Okay, it wasn't "Scientology" at that point so I guess it was "Dianetics and objectivism will turn you into an immortal, psychic Nietzschian Übermench," but the principle is the same.
The computer they made was programmed with only objectively provable facts. I'm going to be generous to the plot and take "computer" in this context to mean more of an "electronic brain" than a calculating device. So this computer, nicknamed Bossy for its resemblance to a cow's head, has only facts and the establishment is scared of it and are chasing our heroes because of those fears. Apparently having only objectively provable facts means that it makes perfect moral judgments.
Really.
Personally I'd be terrified of that too if a bunch of people said that such a thing would completely replace all decision making because it was perfect.
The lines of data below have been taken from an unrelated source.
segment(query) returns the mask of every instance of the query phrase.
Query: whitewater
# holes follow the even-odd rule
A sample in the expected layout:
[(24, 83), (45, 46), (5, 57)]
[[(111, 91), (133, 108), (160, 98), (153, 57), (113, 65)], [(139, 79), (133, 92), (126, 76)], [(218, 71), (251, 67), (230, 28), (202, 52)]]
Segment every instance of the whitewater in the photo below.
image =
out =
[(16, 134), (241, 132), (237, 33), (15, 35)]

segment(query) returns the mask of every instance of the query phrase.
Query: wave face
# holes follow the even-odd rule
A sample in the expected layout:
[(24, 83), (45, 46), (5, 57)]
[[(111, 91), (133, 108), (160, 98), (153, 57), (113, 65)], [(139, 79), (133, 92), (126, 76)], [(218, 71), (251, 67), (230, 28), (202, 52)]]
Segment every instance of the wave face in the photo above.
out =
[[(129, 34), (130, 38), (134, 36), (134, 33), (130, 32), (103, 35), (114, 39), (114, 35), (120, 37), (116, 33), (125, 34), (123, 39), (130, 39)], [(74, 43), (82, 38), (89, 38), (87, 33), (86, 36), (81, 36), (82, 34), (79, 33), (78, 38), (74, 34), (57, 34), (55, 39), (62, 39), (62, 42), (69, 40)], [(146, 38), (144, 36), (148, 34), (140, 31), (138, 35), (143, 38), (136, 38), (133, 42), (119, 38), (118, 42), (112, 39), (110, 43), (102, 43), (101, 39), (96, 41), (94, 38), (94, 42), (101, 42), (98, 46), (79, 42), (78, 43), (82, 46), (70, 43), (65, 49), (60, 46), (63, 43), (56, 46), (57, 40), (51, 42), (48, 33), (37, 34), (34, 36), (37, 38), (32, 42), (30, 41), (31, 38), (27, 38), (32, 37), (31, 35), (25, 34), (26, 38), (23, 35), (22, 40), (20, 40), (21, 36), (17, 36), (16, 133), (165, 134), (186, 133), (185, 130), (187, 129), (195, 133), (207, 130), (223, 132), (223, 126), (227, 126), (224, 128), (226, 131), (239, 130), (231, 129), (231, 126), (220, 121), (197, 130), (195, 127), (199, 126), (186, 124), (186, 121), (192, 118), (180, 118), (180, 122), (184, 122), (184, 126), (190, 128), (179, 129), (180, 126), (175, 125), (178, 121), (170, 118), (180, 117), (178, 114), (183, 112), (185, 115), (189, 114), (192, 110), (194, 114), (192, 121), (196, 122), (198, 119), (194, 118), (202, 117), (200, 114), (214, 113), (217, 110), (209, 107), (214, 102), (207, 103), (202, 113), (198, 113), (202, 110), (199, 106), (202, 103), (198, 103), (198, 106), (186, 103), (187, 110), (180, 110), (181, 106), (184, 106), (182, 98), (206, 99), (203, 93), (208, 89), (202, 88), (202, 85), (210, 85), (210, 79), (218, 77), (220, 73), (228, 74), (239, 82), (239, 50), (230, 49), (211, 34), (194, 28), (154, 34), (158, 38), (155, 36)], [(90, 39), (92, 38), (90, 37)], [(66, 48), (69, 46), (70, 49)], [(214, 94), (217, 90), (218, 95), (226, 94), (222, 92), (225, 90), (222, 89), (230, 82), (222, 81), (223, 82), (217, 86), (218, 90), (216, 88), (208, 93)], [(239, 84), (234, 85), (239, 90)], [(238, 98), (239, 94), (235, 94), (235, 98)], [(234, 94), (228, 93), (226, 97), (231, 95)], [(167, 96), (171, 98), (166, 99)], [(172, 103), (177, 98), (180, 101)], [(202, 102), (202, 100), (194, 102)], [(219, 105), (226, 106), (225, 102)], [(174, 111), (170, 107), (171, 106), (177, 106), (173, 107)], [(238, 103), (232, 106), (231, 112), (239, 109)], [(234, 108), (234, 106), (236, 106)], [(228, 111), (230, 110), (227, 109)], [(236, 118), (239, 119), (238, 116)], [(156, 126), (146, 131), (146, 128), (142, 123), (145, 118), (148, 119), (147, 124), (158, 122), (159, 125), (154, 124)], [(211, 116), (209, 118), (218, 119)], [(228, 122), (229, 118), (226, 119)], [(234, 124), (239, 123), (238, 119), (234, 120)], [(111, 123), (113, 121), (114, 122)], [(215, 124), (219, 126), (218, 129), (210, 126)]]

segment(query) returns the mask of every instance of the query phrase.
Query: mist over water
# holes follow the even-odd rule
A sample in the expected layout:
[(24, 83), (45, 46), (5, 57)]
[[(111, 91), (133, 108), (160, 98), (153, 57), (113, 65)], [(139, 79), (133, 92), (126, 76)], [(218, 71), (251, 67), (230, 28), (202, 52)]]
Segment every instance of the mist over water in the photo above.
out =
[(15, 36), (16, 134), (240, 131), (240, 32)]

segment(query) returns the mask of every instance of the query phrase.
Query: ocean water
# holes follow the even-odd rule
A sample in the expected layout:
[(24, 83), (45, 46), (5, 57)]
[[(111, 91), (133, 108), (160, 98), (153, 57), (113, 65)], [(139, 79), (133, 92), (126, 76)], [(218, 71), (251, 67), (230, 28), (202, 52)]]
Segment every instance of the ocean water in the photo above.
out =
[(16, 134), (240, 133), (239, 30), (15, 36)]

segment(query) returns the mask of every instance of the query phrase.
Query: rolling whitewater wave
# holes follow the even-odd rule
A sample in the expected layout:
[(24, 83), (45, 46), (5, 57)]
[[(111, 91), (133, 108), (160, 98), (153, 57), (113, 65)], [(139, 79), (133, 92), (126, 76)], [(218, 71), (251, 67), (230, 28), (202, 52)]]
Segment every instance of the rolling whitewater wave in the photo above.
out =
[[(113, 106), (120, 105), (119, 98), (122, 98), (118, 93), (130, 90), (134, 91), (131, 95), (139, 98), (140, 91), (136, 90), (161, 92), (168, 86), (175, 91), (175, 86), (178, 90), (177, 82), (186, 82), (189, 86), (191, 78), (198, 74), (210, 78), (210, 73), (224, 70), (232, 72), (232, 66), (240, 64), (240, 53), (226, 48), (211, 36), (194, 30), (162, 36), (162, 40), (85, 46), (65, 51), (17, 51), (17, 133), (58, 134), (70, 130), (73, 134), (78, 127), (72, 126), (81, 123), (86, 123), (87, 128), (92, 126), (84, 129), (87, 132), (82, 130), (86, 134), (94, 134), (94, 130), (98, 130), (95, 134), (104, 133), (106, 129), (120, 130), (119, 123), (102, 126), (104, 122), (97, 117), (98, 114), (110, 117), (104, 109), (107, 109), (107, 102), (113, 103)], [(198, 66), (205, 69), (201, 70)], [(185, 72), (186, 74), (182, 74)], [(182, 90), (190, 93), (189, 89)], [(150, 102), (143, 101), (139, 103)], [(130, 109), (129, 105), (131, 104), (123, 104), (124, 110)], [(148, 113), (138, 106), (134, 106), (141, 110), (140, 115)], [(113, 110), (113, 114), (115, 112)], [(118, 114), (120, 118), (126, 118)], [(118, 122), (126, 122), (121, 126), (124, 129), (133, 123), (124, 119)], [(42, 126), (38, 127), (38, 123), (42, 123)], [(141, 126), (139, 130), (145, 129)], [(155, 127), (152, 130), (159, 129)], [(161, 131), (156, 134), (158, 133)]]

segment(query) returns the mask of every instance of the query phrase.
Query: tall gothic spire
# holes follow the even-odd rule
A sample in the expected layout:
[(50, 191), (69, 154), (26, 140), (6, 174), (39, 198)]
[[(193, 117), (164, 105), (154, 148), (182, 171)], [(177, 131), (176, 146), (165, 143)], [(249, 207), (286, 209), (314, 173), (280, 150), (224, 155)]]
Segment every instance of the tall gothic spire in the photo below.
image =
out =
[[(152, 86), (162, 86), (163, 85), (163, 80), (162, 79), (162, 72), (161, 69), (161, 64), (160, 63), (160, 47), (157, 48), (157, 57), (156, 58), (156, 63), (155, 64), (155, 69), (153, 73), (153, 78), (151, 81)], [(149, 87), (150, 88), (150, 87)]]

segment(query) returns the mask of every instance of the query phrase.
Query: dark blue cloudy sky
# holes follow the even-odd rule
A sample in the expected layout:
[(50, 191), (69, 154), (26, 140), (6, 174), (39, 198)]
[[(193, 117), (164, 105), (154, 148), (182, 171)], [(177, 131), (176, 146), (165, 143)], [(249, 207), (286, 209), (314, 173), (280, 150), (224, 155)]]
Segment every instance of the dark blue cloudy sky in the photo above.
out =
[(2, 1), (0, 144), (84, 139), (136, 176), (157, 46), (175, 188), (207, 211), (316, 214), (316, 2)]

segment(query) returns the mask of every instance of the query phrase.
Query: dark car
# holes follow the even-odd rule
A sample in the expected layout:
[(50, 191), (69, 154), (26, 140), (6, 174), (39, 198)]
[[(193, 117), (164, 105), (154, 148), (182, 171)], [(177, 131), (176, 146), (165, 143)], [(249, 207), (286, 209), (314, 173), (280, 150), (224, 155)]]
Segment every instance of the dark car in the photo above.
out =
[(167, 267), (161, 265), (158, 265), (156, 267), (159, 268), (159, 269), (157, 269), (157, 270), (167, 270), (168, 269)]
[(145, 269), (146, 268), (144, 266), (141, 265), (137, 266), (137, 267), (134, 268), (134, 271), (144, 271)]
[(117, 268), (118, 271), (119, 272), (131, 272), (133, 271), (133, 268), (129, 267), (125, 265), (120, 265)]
Not so much that I'd want to hunt down and kill the people who made it but that's the world we're dealing with in They'd Rather Be Right.
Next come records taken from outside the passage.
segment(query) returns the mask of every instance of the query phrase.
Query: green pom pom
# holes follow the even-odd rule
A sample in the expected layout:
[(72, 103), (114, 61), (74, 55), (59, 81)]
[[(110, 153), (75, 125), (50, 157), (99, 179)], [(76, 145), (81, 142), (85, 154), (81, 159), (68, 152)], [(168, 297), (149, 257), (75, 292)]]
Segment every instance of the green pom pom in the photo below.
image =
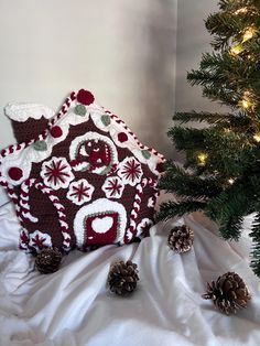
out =
[(109, 126), (111, 120), (109, 116), (101, 116), (101, 121), (105, 126)]
[(147, 159), (147, 160), (151, 158), (151, 153), (150, 153), (150, 151), (148, 151), (148, 150), (142, 150), (142, 155), (143, 155), (143, 158)]
[(75, 113), (77, 116), (84, 117), (86, 115), (86, 112), (87, 112), (87, 109), (84, 105), (77, 105), (75, 107)]
[(36, 150), (36, 151), (45, 151), (47, 150), (47, 144), (45, 141), (36, 141), (34, 144), (33, 144), (33, 148)]

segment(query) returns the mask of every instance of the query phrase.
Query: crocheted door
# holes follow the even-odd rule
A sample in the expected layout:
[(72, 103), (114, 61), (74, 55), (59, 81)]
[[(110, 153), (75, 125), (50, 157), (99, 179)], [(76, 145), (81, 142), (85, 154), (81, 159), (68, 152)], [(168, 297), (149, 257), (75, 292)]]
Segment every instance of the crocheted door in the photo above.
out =
[[(30, 138), (32, 118), (14, 119), (18, 137)], [(0, 156), (0, 183), (22, 225), (20, 248), (87, 250), (147, 236), (163, 156), (84, 89), (73, 91), (56, 116), (35, 121), (41, 131), (46, 127), (42, 133), (35, 137), (33, 126), (35, 138)]]

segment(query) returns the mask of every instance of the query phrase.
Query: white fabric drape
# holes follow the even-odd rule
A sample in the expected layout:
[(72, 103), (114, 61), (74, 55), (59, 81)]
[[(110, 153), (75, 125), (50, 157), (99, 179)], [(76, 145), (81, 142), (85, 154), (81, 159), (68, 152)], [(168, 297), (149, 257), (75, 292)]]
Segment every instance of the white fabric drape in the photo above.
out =
[[(239, 242), (225, 242), (216, 226), (196, 213), (193, 249), (177, 255), (167, 233), (183, 220), (159, 223), (141, 244), (74, 251), (54, 274), (34, 271), (17, 250), (19, 225), (11, 204), (0, 208), (0, 345), (160, 346), (259, 345), (260, 280), (249, 268), (251, 218)], [(106, 289), (110, 264), (132, 259), (140, 281), (129, 298)], [(226, 316), (201, 298), (206, 282), (236, 271), (248, 284), (248, 309)]]

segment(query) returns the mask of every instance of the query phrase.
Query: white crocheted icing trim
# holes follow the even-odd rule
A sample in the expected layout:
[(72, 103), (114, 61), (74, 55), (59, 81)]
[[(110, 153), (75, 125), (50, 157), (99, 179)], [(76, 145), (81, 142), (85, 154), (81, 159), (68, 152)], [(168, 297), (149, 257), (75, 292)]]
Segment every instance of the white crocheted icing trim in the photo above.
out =
[(29, 118), (39, 120), (41, 117), (44, 117), (45, 119), (50, 119), (55, 113), (47, 106), (24, 102), (8, 104), (4, 107), (4, 112), (10, 119), (19, 122), (24, 122)]

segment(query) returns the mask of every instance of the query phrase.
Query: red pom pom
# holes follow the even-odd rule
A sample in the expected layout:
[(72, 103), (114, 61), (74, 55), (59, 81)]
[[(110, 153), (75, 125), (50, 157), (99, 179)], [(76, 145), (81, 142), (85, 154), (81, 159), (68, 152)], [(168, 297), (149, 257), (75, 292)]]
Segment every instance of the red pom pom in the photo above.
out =
[(119, 142), (126, 142), (127, 140), (128, 140), (128, 136), (127, 136), (127, 133), (124, 133), (124, 132), (120, 132), (120, 133), (118, 133), (118, 140), (119, 140)]
[(95, 98), (90, 91), (80, 89), (77, 94), (77, 100), (85, 106), (89, 106), (94, 102)]
[(13, 181), (19, 181), (23, 176), (23, 172), (19, 167), (11, 167), (8, 174)]
[(59, 128), (59, 126), (55, 126), (51, 129), (51, 134), (53, 138), (58, 138), (63, 136), (63, 130)]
So our heroes are in hiding and Joe decides to test an idea he's had on the elderly ex-prostitute they're staying with. By hooking her up to Bossy the computer is able to remove her subjective viewpoints and the book presents this as a good thing.
Really.
She becomes young again and gains psychic powers as well as a self-righteous attitude. She decides that societal nudity taboos have no purpose and so goes wandering off without her clothes on. When she is promptly arrested the fact that Bossy can grant immortality gets out out and everyone wants to use it regardless of the fact that it scrambles your brain. It doesn't work on the bad hearted people, though, because they want to hold on to their ideals. They'd rather be right (hence the title).
Subscribing particular attitudes to authors based on their writing can be a fool's game. Try to put every idea Heinlein advanced in his novels together and you'd swear he had multiple personalities. Still, the characterization in the novel makes me believe that the philosophy presented in the novel is something close to what the authors actually believed. There is no consideration of other viewpoints on the hero's part, no discussion of alternatives. They're the shining beacons of righteousness while their enemies perform very petty evils. The whole result reads like Left Behind for Randian Scientoligists. (Are there such people these days? Maybe that's the reason why the book doesn't stay in print.)
I can't recommend They'd Rather Be Right for the quality of the writing or the ideas; both are among the worst I've encountered in science fiction (most licensed novels have worse writing but it's a near thing). Unless you want to check out the bottom of the barrel or read all of the Hugo winning novels stay away.